In the 1990s, I hit a turning point in my life and began to search for meaning. I wanted more than a corporate title. I needed a greater reward than money.
My friend had just returned from Africa and when he spoke of the poverty and need, I felt this was something I had to contribute to. I left my career and enrolled as a volunteer. I was appointed Project Manager for the Surgical Eye Expedition (SEE) in Zimbabwe.
Twenty young people from the UK made up my team and together we visited local villages, assisting nurses who performed eye tests for those with suspected cataracts. Some of the old people were blind, with cataracts in both eyes and so very excited at the prospect of being able to see again. A short inexpensive operation, was all that was needed. I worked around the clock with my young enthusiastic team, yet I never felt exhausted.

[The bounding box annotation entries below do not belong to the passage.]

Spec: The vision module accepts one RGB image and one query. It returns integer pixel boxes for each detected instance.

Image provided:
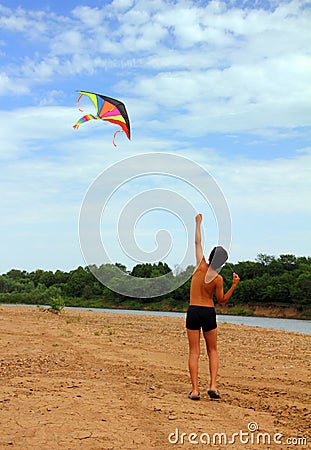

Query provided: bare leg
[204,328,218,391]
[187,329,200,395]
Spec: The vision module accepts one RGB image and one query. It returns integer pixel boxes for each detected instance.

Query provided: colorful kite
[73,91,131,147]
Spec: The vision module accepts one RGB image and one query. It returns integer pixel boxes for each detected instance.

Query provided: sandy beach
[0,306,311,450]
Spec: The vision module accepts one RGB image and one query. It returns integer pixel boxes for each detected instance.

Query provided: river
[67,308,311,334]
[2,304,311,334]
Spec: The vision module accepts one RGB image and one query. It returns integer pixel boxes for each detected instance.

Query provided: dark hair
[208,245,228,270]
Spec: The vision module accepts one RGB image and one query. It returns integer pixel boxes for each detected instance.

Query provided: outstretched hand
[195,214,202,225]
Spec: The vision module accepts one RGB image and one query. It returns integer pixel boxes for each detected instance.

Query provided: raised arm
[195,214,203,266]
[215,273,240,306]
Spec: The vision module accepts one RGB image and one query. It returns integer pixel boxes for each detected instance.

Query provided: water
[3,304,311,334]
[67,308,311,334]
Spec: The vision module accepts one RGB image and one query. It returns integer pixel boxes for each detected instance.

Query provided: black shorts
[186,305,217,331]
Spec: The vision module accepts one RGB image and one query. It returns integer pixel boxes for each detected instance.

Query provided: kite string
[112,130,124,147]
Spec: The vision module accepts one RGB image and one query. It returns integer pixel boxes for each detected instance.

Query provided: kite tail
[112,130,125,147]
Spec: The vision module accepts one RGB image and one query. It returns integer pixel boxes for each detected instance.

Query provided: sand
[0,306,311,450]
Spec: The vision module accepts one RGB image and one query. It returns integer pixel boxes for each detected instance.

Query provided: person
[186,214,240,400]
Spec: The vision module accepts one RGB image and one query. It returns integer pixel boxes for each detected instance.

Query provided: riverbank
[0,306,311,450]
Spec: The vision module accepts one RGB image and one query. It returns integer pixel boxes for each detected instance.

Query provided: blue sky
[0,0,311,273]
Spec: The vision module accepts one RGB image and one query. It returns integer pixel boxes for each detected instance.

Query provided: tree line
[0,254,311,311]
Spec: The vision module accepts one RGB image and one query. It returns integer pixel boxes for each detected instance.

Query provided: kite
[73,91,131,147]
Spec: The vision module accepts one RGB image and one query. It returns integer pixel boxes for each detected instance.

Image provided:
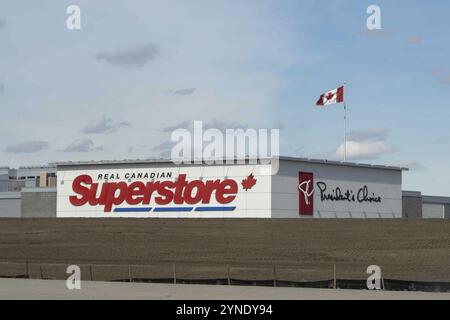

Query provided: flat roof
[422,196,450,204]
[56,156,409,171]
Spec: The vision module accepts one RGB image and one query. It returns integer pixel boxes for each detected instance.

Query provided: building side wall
[402,196,422,219]
[0,192,20,218]
[272,161,402,218]
[422,203,445,219]
[21,189,56,218]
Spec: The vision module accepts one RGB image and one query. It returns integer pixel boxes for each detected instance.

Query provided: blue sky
[0,0,450,195]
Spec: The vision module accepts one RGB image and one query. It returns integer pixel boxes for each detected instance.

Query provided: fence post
[25,258,30,278]
[128,265,133,282]
[273,265,277,287]
[173,263,177,284]
[333,264,337,289]
[89,264,94,281]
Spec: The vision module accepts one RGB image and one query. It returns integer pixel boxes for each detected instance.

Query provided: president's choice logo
[298,172,382,216]
[298,172,314,216]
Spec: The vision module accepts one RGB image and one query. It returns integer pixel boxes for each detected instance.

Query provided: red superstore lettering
[69,174,238,212]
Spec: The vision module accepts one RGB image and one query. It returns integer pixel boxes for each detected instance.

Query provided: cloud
[60,138,103,152]
[95,43,159,67]
[397,161,426,171]
[430,65,450,85]
[173,88,196,96]
[83,116,131,134]
[355,29,395,39]
[162,120,249,133]
[348,128,389,142]
[335,141,396,160]
[4,140,49,153]
[406,36,422,45]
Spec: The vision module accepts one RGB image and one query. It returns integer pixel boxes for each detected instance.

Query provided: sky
[0,0,450,196]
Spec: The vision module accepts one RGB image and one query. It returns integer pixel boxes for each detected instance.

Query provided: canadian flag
[316,86,344,107]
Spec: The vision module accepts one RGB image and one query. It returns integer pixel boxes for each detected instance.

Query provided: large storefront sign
[57,167,270,217]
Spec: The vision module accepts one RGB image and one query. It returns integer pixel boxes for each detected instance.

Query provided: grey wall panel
[402,196,422,219]
[422,203,445,219]
[272,160,402,218]
[0,192,20,218]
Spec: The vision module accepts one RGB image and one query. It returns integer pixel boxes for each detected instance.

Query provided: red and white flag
[316,86,344,107]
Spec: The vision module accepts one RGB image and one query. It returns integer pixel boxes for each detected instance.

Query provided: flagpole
[344,82,347,162]
[344,100,347,162]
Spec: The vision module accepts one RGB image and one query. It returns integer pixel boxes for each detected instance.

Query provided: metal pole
[333,264,337,289]
[128,265,133,282]
[344,100,347,162]
[273,265,277,287]
[173,263,177,284]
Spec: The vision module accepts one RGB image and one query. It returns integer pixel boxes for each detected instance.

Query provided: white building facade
[56,157,404,219]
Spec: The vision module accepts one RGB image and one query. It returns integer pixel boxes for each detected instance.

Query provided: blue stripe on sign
[153,207,194,212]
[195,207,236,212]
[114,208,152,212]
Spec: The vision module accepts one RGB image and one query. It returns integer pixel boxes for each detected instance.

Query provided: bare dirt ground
[0,219,450,282]
[0,279,450,302]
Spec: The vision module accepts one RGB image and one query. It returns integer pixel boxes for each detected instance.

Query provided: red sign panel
[298,172,314,216]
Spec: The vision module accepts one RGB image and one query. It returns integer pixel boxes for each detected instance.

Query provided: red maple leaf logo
[242,173,258,191]
[326,92,334,100]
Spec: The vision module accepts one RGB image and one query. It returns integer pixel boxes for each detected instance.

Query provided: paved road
[0,279,450,300]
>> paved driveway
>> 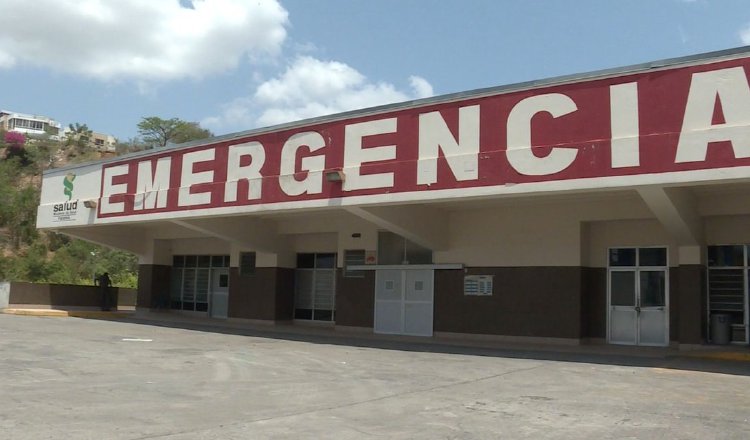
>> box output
[0,315,750,440]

I was on a mission, I had a purpose, I was making a real difference, and the energy I got from that was unbelievable.
We used the storeroom of an old hospital to house our patients, who were mostly elderly and thin with a strong spirit. Part of my job was to get donations and free supplies from pharmacists, bedding stores and petrol stations. I was surprised at how tough it was to acquire equipment and funds for charity and yet equally surprised by the huge generosity of many. I watched the doctors perform cataract replacements with speed and ease. I admired the dedication they had to their profession.
“We needed one another and were happy to admit it”
Within this community of volunteers, I felt a real sense of belonging. I had never before experienced a team where everyone was genuinely working towards the same goal, there were no hidden agendas, no egos, just workers. We needed one another and were happy to admit it. Our different talents combined made us a winning team. It was refreshing to feel needed and appreciated instead of being seen as a threat.
The gratitude shown by the locals and their families was humbling. They sang songs, banged on old tin drums and danced around us – their way of saying thank you.
This experience helped me to find my purpose. I learned so much about myself and grew as an individual and as a team player. It was not only an opportunity to see the world, and experience a different culture without the tourist bus or price tag, but it was also life changing for everyone involved.
As you can see volunteering is selfish because even though it is a calling to give of yourself, your time, your energy and your money, what you receive in return is priceless.